Articles | Volume 6, issue 6
Geosci. Model Dev., 6, 2087–2098, 2013
Geosci. Model Dev., 6, 2087–2098, 2013

Development and technical paper 16 Dec 2013

Development and technical paper | 16 Dec 2013

Correction of approximation errors with Random Forests applied to modelling of cloud droplet formation

A. Lipponen1, V. Kolehmainen1, S. Romakkaniemi1, and H. Kokkola2 A. Lipponen et al.
  • 1Department of Applied Physics, University of Eastern Finland, P.O. Box 1627, 70211 Kuopio, Finland
  • 2Finnish Meteorological Institute, Kuopio Unit, P.O. Box 1627, 70211 Kuopio, Finland

Abstract. In atmospheric models, due to their computational time or resource limitations, physical processes have to be simulated using reduced (i.e. simplified) models. The use of a reduced model, however, induces errors to the simulation results.
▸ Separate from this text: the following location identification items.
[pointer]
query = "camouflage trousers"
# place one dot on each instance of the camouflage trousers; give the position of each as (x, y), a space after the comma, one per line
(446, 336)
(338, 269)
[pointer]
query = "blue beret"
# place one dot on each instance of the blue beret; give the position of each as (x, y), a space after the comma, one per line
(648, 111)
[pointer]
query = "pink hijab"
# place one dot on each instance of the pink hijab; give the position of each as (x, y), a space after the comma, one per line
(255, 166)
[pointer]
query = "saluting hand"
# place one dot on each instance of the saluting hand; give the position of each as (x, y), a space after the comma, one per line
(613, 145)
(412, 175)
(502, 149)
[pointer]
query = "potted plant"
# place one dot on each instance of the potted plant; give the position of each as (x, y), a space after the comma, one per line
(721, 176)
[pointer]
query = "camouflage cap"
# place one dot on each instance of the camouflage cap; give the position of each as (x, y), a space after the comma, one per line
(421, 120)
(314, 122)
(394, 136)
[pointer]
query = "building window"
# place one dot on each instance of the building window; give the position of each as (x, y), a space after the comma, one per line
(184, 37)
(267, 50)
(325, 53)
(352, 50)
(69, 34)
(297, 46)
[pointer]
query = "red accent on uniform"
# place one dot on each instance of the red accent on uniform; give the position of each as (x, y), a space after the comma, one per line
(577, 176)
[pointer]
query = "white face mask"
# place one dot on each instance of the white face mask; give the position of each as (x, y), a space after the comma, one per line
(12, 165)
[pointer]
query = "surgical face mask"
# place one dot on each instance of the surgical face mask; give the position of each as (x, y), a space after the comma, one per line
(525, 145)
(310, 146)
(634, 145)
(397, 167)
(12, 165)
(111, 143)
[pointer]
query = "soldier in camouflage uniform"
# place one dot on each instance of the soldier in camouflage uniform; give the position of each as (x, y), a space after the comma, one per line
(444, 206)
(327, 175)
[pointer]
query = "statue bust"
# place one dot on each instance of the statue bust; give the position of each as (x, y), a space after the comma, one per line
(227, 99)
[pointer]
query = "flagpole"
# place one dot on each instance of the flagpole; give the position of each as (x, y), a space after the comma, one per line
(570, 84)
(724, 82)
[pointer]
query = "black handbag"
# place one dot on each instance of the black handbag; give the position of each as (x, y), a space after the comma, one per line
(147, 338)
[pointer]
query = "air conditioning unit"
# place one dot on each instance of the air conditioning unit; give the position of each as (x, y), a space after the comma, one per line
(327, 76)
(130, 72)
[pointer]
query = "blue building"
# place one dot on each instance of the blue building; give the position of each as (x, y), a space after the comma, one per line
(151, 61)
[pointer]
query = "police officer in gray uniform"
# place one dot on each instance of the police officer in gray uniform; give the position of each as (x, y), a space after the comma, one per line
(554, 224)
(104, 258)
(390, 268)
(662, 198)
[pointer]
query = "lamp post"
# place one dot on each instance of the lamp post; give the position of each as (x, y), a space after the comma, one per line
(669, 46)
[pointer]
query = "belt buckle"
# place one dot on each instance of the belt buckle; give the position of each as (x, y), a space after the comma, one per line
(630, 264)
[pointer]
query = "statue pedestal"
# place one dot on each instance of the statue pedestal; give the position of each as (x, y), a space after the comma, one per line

These errors are referred to as approximation errors. In this paper, we propose a novel approach to correct these approximation errors. We model the approximation error as an additive noise process in the simulation model and employ the Random Forest (RF) regression algorithm for constructing a computationally low cost predictor for the approximation error. In this way, the overall simulation problem is decomposed into two separate and computationally efficient simulation problems: solution of the reduced model and prediction of the approximation error realisation. The approach is tested for handling approximation errors due to a reduced coarse sectional representation of aerosol size distribution in a cloud droplet formation calculation as well as for compensating the uncertainty caused by the aerosol activation parameterization itself. The results show a significant improvement in the accuracy of the simulation compared to the conventional simulation with a reduced model. The proposed approach is rather general and extension of it to different parameterizations or reduced process models that are coupled to geoscientific models is a straightforward task. Another major benefit of this method is that it can be applied to physical processes that are dependent on a large number of variables making them difficult to be parameterized by traditional methods.